Hypertensive Schwangerschaftserkrankungen mit Langzeitrisiko
Hypertensive Schwangerschaftserkrankungen (HDP) wie Präeklampsie und Gestationshypertonie sind mit einem erhöhten Risiko für spätere kardiovaskuläre Erkrankungen verbunden. Frauen mit HDP weisen ein bis zu vierfach erhöhtes Risiko für die Entwicklung einer arteriellen Hypertonie, einer koronaren Herzkrankheit und für Schlaganfälle auf. Trotz dieses bekannten Zusammenhangs fehlen bislang prädiktive Biomarker, um bereits in der Schwangerschaft verlässliche Aussagen über das langfristige Risiko für Hypertonie zu treffen.
Frühzeitig Blutdruck kontrollieren
Die Blutdruckentwicklung in der Frühschwangerschaft ist bislang wenig untersucht worden – obwohl bereits in der Frühphase der Gestation hämodynamische Anpassungen erfolgen. Frühere Analysen deuten darauf hin, dass der Verlauf des Blutdrucks – nicht nur die absoluten Werte – ein wichtiger prädiktiver Faktor für das spätere Risiko sein könnte. Die aktuelle prospektive Kohortenstudie greift diesen Ansatz auf und untersucht, ob Blutdruckverläufe bis zur 20. Schwangerschaftswoche eine langfristige Vorhersage von Hypertonie nach der Geburt erlauben – unabhängig vom Auftreten einer HDP.
Großangelegte prospektive Kohorte über 14 Jahre
US-Wissenschaftler analysierten Daten von 174.774 Frauen, die zwischen 2009 und 2019 eine Einlingsschwangerschaft ausgetragen hatten. Frauen mit vorbestehender Hypertonie oder kardiovaskulären Erkrankungen wurden ausgeschlossen. Der Blutdruckverlauf von der 1. bis zur 20. Schwangerschaftswoche wurde mittels latenter Klassentrajektorien-Modellierung in sechs Gruppen eingeteilt (BPT-Gruppen). Die spätere Inzidenz von Hypertonie wurde über ICD-Codes, Medikation und klinische Blutdruckmessungen bis zu 14 Jahre postpartum (bis 2023) erfasst.
Blutdruckverlauf: Starker Prädiktor für spätere Hypertonie
In allen untersuchten Gruppen – mit oder ohne HDP – zeigte sich ein signifikanter Zusammenhang zwischen steileren oder höheren Blutdruckverläufen und der späteren Entwicklung von Hypertonie. Besonders ausgeprägt war dieser Effekt bei Frauen mit vorausgegangener Präeklampsie oder Gestationshypertonie.

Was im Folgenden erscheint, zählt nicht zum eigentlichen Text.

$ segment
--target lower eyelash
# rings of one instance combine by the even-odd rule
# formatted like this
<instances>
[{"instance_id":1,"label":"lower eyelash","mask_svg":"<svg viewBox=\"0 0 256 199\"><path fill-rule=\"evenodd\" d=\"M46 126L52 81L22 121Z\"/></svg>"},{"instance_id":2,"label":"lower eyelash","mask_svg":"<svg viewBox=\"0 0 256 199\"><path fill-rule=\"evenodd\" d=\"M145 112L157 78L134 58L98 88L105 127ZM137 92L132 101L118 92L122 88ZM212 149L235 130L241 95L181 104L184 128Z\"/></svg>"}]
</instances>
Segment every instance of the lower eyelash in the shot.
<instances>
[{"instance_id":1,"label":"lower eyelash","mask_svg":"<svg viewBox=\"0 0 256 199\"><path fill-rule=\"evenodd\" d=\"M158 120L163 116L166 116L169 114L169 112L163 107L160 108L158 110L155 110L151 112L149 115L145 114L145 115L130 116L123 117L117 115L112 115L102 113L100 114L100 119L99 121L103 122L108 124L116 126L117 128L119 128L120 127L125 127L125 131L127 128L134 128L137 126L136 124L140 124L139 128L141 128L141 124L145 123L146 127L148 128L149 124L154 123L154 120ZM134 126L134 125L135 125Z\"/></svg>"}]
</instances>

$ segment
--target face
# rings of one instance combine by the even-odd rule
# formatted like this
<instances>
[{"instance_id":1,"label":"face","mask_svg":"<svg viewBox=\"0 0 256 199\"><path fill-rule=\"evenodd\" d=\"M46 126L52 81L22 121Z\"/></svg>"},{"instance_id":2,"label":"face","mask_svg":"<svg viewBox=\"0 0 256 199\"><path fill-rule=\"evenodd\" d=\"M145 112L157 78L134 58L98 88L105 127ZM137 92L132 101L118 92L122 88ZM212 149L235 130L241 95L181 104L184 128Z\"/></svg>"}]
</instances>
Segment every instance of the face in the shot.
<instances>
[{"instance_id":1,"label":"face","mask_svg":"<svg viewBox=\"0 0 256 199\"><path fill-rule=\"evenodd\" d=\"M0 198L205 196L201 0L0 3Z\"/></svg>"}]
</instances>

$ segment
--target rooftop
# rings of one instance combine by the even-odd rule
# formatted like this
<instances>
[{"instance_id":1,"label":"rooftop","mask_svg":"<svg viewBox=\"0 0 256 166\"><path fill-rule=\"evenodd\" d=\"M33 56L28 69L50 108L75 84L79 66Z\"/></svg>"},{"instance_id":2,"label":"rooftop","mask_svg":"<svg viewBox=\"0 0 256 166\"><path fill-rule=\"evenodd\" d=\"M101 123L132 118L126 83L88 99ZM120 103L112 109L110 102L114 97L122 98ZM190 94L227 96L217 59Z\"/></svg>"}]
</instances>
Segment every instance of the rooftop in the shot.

Von der niedrigsten bis zur höchsten BPT-Gruppe reichten die Hazard Ratios von:
- 2,91 bis 27,31 für Präeklampsie,
- 4,20 bis 27,81 für Gestationshypertonie,
- 2,92 bis 10,96 für Frauen ohne HDP
jeweils im Vergleich zu den niedrigsten BP-Trajektorien der Gruppe ohne HDP (alle Referenzen 1,0).
Kurz: Selbst wenn sich keine manifeste hypertensive Schwangerschaftserkrankung zeigt, ist bei erhöhten Blutdruckwerten in der Frühschwangerschaft das Risiko für eine spätere Hypertonie bis um das Zehnfache erhöht.
Nutzen für die kardiovaskuläre Prävention
Die Studie liefert belastbare Hinweise darauf, dass die Analyse des Blutdruckverlaufs in der Frühschwangerschaft – unabhängig vom Auftreten einer HDP – ein hilfreiches Instrument zur frühzeitigen Risikostratifizierung sein kann. Sie ergänzt damit bestehende prädiktive Modelle, die sich bislang vor allem auf das Vorliegen einer Präeklampsie oder postpartale Risikofaktoren stützten. Die Ergebnisse untermauern die Forderung nach einem langfristigen kardiovaskulären Monitoring bei Frauen mit pathologischen Blutdruckverläufen bereits in der Schwangerschaft. Damit könnte eine relevante Lücke in der kardiovaskulären Prävention geschlossen werden, so die Autoren.